KUALA LUMPUR, Oct 21 (Bernama) --  Bursa Malaysia moved in a tight range amid muted trading to close easier today, reflecting weak buying interest as investors paused to assess the details of Budget 2025, said an analyst. 

Despite the overall decline, certain sectors posted notable gains, particularly technology, transportation and logistics, and industrial products, as seen in the Bursa Malaysia Sector Indices.

At 5 pm, the FTSE Bursa Malaysia KLCI (FBM KLCI) eased 0.31 of a point, or 0.02 per cent to 1,645.68 from Friday's close of 1,645.99. 

The benchmark index opened 0.72 of-a-point firmer at 1,646.71, and moved between 1,642.52 and 1,648.05 throughout the day. 

On the broader market, decliners surpassed advancers 645 to 395, with 519 counters unchanged, 922 untraded and seven suspended.

Turnover widened to 3.02 billion units valued at RM2.19 billion versus 2.52 billion units worth RM2.16 billion last Friday.

UOB Kay Hian Wealth Advisors head of investment research Mohd Sedek Jantan noted that losses were led by the property sector as the investors were disappointed by the absence of any major project announcements in Budget 2025. 

"However, this dip is likely to be temporary, given the inclusion of measures such as tax relief for first-time homebuyers, an increase in the minimum wage, and RM12.8 billion in guarantees to support more than 57,000 first-time home buyers. 

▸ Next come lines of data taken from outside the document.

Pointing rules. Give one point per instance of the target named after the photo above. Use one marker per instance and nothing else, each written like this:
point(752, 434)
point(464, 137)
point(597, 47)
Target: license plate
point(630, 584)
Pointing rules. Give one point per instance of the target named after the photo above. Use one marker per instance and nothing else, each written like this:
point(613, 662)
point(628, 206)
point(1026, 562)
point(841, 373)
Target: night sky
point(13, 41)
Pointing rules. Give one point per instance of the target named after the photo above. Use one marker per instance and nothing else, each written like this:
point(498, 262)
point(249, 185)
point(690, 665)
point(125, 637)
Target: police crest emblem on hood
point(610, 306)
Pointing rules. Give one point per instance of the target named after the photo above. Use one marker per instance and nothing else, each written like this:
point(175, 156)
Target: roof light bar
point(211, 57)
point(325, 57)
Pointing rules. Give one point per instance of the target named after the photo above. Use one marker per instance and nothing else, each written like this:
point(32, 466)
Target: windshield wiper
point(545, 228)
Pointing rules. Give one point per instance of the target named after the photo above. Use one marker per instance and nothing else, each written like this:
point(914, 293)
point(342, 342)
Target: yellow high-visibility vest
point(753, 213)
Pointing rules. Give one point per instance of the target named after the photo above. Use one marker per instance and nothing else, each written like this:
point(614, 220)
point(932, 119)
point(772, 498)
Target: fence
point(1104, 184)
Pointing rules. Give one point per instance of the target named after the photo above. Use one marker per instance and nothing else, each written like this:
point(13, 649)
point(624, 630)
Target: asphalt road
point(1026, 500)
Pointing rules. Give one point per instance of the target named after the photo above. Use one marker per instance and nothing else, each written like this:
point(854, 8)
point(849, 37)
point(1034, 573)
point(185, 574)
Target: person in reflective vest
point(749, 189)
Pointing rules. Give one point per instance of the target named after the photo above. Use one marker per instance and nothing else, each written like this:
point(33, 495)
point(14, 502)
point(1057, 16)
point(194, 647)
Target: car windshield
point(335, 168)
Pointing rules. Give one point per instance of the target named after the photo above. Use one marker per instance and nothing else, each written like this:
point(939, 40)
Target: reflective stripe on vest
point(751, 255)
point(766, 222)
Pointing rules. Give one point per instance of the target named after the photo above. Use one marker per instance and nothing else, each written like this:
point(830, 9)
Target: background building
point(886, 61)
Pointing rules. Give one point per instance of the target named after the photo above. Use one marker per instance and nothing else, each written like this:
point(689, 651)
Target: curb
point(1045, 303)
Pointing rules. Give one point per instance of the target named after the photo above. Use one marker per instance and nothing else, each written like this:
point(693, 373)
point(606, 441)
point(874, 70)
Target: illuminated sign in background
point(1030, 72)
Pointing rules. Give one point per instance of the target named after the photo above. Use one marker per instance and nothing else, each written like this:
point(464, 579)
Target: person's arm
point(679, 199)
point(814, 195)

"These provisions are expected to stimulate the property market, namely increase the purchasing power and home affordability in the medium-term," he told Bernama.

Meanwhile, Rakuten Trade Sdn Bhd equity research vice-president Thong Pak Leng said the local market performance was in line with the mostly lower regional markets as investors approached the week cautiously. 

This was due to several major United States (US) and Asian earnings reports looming and the need for more clarity on interest rate direction from key economies, he said. 

"On the domestic front, the benchmark index may continue trading sideways, influenced by global uncertainties and geopolitical risks. 

"Investors are advised to exercise caution and be prepared for a breakout if new market-driving events occur," he said. 

As such, Thong anticipates the FBM KLCI to remain sideways with an upside bias to the 1,640-,660 range for the week.

Among the heavyweights, Maybank and Public Bank were flat at RM10.66 and RM4.57, respectively. 

Meanwhile, CIMB Group added five sen to RM8.20, IHH Healthcare rose one sen to RM7.20 and Tenaga Nasional shed four sen to RM14.64.

As for active counters, Cape EMS eased half-a-sen to 32.5 sen, KHPT Holdings climbed three sen to 21 sen, Alpha IVF inched up half-a-sen to 36.5 sen, Globetronics Technology put on 4.5 sen to 66 sen, and MY E.G. Services gave up two sen to 89 sen. 

On the index board, the FBM Emas Index inched up 0.94 of-a-point to 12,368.47, the FBMT 100 Index perked 3.69 points to 12,071.26, and the FBM 70 Index garnered 27.31 points to 17,742.94.

Meanwhile, the FBM Emas Shariah Index eased 1.31 points to 12,275.64, and the FBM ACE Index lost 11.86 points to 5,108.94.

By sector, the Financial Services Index put on 8.64 points to 19,477.20, the Industrial Products and Services Index climbed by 0.68 of-a-point to 177.10, and the Energy Index rose by 6.55 points to 861.08, but the Plantation Index fell 32.36 points to 7,241.17.

The Main Market volume increased to 1.39 billion units worth RM1.84 billion from Friday's 1.19 billion units worth RM1.86 billion.

Warrants turnover surged to 1.11 billion units valued at RM171.12 million against 867.56 million units valued at RM147.50 million previously.

The ACE Market volume expanded to 512.60 million units worth RM173.23 million versus 452.73 million units worth RM154.12 million on Friday.

Consumer products and services counters accounted for 209.16 million shares traded on the Main Market, industrial products and services (376.73 million), construction (112.72 million), technology (253.45 million), SPAC (nil), financial services (71.27 million), property (174.95 million), plantation (17.51 million), REITs (16.50 million), closed/fund (333,900), energy (52.16 million), healthcare (35.93 million), telecommunications and media (19.87 million), transportation and logistics (20.06 million), utilities (31.85 million), and business trusts (20,500).